Stem rust is one of the most important diseases of wheat in Ethiopia. The damage caused by wheat stem rust can be more serious than any other cereal disease. It can destroy thousands of hectares of a healthy crop with a high yield potential in less than a month (Hailu et al., 2015).

The source of primary inoculum of stem rust that infects the new wheat crop in the season differs depending on the region in which the crop is grown (Roelfs, 1985a). The two basic sources of inoculum for cereal hosts are the uredio spores and aecio spores. The uredospore originates from infected volunteer plants grown in the fields or roadside and or from long distance transport within or outsides the epidemiological zones.

Yield losses due to stem rust are estimated to reach up to 100% on susceptible cultivars in the country (Hodson, 2013). In the past 20 years, severe epidemics of stem rust have been reported in major wheat growing regions of Ethiopia. According to Shank (1994), the continuous mono cropping of varieties like Enkoy and Lakech in 1993/94 in Oromiya region (Arsi and Bale) resulted in yield losses of 65-100% and a 1998 epidemic attacked the high yielding variety Kubsa and Shina, released in 1999 for north western Ethiopia. These varieties were forced out of production because of stem rust epidemics in 2001. Since then there have been no severe stem rust epidemics. But during the 2013/14 cropping season, the disease caused 100% yield losses in cultivar Digalu (a reportedly resistant variety to stem rust) in SNNPR and on the highlands of Oromiya region, (Olivera et al., 2015). The outbreak was recorded in high altitude areas (>2200 m.a.s.l), although stem rust mainly occurred in the low altitude areas of 1800 m.a.s.l, extending rust incidence to low, medium and high altitudes production areas. Therefore, the highlands of Oromiya, SNNP, Tigray, and Amhara regions are potential areas where wheat is predominantly cultivated and areas with frequent epidemic occurrence in the country (Hailu et al., 2015).

Stem rust is particularly a major production constraint in most wheat-growing areas of Ethiopia and the neighboring countries in east Africa, where yield losses of up to 100% have been reported (Olivera et al., 2015). Major stem rust epidemics occurred in Ethiopia in 1974 and 1993, when popular wheat varieties, such as „Lacketch‟ and „Enkoy‟ suffered major yield losses. Ug99 was first detected in Ethiopia in 2003 presenting a real threat to wheat production in the country. In 2013/14, a new stem rust race designated as TKTTF has caused

14 severe epidemic on variety „Digalu‟ carrying SrTmp in Ethiopia (Olivera et al., 2015). The continued evolution of new virulent races of the stem rust pathogen elucidates the dynamic challenges of breeding for stem rust resistance.
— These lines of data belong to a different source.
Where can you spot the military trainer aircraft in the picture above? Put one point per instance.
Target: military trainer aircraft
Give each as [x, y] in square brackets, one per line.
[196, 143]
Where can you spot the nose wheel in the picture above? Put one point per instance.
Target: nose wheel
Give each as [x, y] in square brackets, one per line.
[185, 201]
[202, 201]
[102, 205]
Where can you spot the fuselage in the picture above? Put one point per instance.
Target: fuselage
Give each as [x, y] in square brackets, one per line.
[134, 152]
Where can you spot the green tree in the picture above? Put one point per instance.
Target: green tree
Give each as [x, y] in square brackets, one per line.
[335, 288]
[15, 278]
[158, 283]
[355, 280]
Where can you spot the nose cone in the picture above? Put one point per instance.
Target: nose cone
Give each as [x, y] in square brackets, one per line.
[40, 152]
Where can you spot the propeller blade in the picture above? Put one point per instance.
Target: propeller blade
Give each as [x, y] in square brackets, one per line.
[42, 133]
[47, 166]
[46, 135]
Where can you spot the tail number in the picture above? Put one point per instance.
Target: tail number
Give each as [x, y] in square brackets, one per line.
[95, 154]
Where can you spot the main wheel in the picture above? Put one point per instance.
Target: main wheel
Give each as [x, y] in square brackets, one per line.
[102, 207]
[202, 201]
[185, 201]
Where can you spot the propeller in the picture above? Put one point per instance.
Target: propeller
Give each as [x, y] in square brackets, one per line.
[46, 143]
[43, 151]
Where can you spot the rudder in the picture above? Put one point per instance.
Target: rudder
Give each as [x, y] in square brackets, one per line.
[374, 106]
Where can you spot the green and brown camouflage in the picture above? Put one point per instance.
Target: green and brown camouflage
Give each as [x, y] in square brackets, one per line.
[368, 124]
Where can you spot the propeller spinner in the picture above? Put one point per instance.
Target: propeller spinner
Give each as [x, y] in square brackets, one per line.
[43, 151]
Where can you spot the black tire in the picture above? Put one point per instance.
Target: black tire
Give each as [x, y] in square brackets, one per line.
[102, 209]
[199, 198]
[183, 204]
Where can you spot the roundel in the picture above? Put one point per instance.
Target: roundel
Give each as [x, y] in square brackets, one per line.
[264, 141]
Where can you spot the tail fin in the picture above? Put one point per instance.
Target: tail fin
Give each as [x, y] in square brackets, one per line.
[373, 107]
2.8. Management of stem rust

2.8.1. Cultural practices

Several cultural methods can be used to reduce the intensity of an epidemic or provide long- term partial control. Some of the strategies listed below;

2.8.1.1. Elimination of green bridge between wheat crops

The term “green bridge” refers to weeds and other crop volunteers that promote growth and development of prevented pests and diseases in crop fields (Leonard and Szabo, 2005). Through these green bridges diseases like rusts survive between seasons. The importance of the green-bridge in carrying the disease from one crop to the next was emphasized by Zadoks and Bouwman (Zadoks and Bouwman, 1985). In the case of stem rust, triticale, barley and some grasses act as a green bridge. The green-bridge can effectively remove by tillage or herbicides. In addition, in Ethiopian condition, two cropping cycle (main and short season) is the main source of rust inoculum. This green bridge effect is mainly observed in Arsi and Bale zones of wheat growing areas.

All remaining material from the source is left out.